Cornelius and I have many discussions about the effectiveness of NGOs. There are many shades of grey, but to put it simply, we are both not convinced that volunteering and NGOs are the right way to accelerate development in these countries. Except when situations are so acutely life-threatening for many people and the government or tribes are too busy waging wars at the costs of their own peoples (like in Rwanda or in Darfur). In fact, we believe that it is rather counterproductive, because it gives governments an excuse to neglect their responsibilities, as the Western countries are conveniently stepping in. Why should NGOs take care of their people in need, when the government has all resources, possibilities and political stability to do it themselves?

A local pastor answered that question clearly: ‘the governments are dedicated to different priorities, mostly their own priorities, thereby keeping their resources from the people who need it most.
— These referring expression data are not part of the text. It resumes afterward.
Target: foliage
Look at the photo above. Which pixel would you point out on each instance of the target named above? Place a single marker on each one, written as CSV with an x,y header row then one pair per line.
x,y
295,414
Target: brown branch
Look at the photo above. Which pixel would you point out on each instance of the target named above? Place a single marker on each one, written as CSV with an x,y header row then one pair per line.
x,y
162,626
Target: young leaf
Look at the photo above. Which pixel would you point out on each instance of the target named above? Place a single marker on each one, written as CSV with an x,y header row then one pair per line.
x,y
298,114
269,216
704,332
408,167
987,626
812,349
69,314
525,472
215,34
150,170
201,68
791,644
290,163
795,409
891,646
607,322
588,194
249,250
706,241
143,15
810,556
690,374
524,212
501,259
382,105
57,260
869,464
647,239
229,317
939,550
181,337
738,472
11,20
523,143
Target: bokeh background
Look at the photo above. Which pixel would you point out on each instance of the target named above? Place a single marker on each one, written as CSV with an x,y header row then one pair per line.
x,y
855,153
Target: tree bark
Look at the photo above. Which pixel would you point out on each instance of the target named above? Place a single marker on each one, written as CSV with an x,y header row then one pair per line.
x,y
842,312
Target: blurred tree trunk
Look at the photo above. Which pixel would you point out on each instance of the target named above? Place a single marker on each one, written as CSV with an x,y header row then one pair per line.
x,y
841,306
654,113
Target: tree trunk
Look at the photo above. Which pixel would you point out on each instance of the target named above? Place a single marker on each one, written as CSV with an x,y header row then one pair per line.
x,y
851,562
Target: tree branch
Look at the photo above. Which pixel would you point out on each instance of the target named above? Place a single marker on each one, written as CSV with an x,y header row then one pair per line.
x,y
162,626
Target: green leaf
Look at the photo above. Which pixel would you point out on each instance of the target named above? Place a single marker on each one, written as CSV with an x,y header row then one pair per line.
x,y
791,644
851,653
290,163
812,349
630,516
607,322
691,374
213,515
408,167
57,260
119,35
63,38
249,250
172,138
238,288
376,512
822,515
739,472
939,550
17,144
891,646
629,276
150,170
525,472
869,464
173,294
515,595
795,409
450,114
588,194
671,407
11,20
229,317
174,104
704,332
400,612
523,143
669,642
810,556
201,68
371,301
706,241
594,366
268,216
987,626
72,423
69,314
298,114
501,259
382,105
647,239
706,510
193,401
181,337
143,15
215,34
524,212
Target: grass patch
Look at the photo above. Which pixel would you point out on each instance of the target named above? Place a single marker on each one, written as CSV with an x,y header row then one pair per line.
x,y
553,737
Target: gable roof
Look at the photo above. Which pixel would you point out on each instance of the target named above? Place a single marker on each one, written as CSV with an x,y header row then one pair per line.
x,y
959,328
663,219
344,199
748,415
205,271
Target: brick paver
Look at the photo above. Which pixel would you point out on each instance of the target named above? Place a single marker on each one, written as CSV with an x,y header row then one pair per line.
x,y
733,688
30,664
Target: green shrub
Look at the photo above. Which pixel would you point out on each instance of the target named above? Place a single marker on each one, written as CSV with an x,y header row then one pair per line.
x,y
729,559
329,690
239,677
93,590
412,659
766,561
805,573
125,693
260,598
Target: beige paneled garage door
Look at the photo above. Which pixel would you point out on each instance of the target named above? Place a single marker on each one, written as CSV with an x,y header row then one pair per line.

And that’s why other people should step in: to keep children from being neglected and killed everyday’.

Although our opinions haven’t really changed, I still have great admiration for people like Carol who dedicate their life to giving a few children a future, for families like the Americans who take on the risk, cost and hassle of adopting HIV positive children. For the volunteers who try to get the kids to believe that they do have a value and that they are not worthless.

Cornelius is getting restless and wants to move on, maybe because he fears that I will grow soft and start doing some volunteering, and drag him into it, haha 🙂 So tomorrow we pack and drive towards the crater lakes. Both looking forward to do some trekking in beautiful nature again.